Reputation: 3330
I'm trying to use a python script to scrape a handful of pages on a government website. I have it accessing a URL that loads a normal webpage in my web browser, but for some reason the script gets an "Access Denied" page instead of the expected page.
Additionally, this "Access Denied" error is unlike any I have ever seen on the government website; I can't achieve this error through any means but my python script.
Here is a stripped down version of my script (it's rather big, so I cut out bits I don't think are relevant):
import requests
headers = {
'Accept': "*/*",
'User-Agent': "nyc_contractors.py",
'X-Love': "hey sysadmin! you're awesome! <3"
}
print "and we're off!"
qLicensetype="C"
qBizname = "a"
baseUrl = "http://a810-bisweb.nyc.gov/bisweb/ResultsByNameServlet?bizname="+qBizname+"&licensetype="+qLicensetype
nextUrl = baseUrl
while nextUrl != None:
print
print "URL:", nextUrl
r = requests.get(nextUrl, headers=headers)

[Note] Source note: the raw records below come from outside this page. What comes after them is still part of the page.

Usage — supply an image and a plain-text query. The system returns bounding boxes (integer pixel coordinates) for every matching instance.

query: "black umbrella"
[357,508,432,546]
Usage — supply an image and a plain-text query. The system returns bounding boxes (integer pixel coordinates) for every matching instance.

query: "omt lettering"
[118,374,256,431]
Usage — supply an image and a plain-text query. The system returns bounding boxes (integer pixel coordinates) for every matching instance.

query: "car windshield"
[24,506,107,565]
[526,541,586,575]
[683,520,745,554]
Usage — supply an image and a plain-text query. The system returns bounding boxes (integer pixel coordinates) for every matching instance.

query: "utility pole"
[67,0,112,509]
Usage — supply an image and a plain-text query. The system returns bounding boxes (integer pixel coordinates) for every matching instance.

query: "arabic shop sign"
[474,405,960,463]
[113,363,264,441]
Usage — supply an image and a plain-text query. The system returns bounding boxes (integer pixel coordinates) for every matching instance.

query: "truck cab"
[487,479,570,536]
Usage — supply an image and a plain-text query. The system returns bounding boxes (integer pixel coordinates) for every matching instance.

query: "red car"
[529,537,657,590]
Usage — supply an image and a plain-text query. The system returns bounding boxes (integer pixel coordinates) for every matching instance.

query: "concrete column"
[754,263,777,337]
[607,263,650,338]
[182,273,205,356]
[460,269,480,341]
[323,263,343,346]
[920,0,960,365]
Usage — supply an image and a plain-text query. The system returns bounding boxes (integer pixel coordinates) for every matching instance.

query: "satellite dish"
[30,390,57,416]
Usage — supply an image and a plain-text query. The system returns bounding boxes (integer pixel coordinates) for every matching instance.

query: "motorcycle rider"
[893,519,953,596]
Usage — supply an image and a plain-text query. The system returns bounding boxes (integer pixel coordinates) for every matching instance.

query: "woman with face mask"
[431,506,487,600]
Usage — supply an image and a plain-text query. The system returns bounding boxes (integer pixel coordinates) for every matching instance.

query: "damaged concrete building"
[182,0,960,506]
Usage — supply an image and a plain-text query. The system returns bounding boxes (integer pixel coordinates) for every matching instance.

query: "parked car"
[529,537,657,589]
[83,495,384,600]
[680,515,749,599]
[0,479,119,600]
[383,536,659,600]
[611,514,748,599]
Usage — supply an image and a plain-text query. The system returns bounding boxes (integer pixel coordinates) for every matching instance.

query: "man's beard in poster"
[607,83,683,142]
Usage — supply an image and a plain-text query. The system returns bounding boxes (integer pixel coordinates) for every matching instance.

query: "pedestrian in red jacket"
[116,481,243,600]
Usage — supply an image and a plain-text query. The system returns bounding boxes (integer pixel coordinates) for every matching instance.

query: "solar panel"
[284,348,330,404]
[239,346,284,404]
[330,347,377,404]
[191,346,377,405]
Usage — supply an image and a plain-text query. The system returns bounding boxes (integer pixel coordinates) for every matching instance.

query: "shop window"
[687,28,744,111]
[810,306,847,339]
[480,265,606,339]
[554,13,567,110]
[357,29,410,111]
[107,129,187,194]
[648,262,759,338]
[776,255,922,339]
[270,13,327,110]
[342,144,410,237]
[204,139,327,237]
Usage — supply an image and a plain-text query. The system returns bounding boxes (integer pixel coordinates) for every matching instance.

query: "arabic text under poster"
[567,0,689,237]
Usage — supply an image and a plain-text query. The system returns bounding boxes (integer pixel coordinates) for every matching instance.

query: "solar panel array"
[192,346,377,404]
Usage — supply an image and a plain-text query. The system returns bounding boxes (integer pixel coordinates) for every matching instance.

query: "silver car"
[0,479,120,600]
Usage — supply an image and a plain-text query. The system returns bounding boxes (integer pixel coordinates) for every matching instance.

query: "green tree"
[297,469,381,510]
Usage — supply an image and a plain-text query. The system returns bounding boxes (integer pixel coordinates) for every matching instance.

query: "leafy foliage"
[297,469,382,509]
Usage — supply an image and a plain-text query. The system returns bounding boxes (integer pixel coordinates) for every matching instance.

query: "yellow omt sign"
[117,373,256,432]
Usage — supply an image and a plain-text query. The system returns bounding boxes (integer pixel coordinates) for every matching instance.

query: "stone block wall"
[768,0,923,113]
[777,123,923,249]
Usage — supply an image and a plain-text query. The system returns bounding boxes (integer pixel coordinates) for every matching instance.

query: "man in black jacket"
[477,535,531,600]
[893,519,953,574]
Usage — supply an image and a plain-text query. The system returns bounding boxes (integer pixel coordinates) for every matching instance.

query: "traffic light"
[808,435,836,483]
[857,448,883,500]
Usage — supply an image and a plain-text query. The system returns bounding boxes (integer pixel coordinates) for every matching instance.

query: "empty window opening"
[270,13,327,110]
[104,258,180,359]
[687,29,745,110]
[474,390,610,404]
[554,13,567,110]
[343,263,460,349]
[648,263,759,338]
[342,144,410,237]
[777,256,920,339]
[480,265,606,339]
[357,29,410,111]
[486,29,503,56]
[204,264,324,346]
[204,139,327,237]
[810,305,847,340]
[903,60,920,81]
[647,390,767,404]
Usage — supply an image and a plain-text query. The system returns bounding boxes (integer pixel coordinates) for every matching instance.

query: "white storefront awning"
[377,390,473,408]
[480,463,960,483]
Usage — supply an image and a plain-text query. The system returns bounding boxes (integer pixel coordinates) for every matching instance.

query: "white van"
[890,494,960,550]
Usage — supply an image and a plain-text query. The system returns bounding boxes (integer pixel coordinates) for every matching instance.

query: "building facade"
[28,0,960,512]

nextUrl = None # kill the url (if there's a next page, we'll restore the url later)
print "actual url:",r.url
lines = r.text.splitlines()
for line in lines:
print "L:", line
And here is the log output from running that script:
and we're off!
URL: http://a810-bisweb.nyc.gov/bisweb/ResultsByNameServlet?bizname=a&licensetype=C
actual url: http://a810-bisweb.nyc.gov/bisweb/ResultsByNameServlet?bizname=a&licensetype=C
L: <HTML><HEAD>
L: <TITLE>Access Denied</TITLE>
L: </HEAD><BODY>
L: <H1>Access Denied</H1>
L:
L: You don't have permission to access "http://a810-bisweb.nyc.gov/bisweb/ResultsByNameServlet?" on this server.<P>
L: Reference #18.85600317.1438181595.a09a236f
L: </BODY>
L: </HTML>
For sake of readability, here's what that error page basically looks like:
Access Denied
You don't have permission to access "http://a810-bisweb.nyc.gov/bisweb/ResultsByNameServlet?" on this server.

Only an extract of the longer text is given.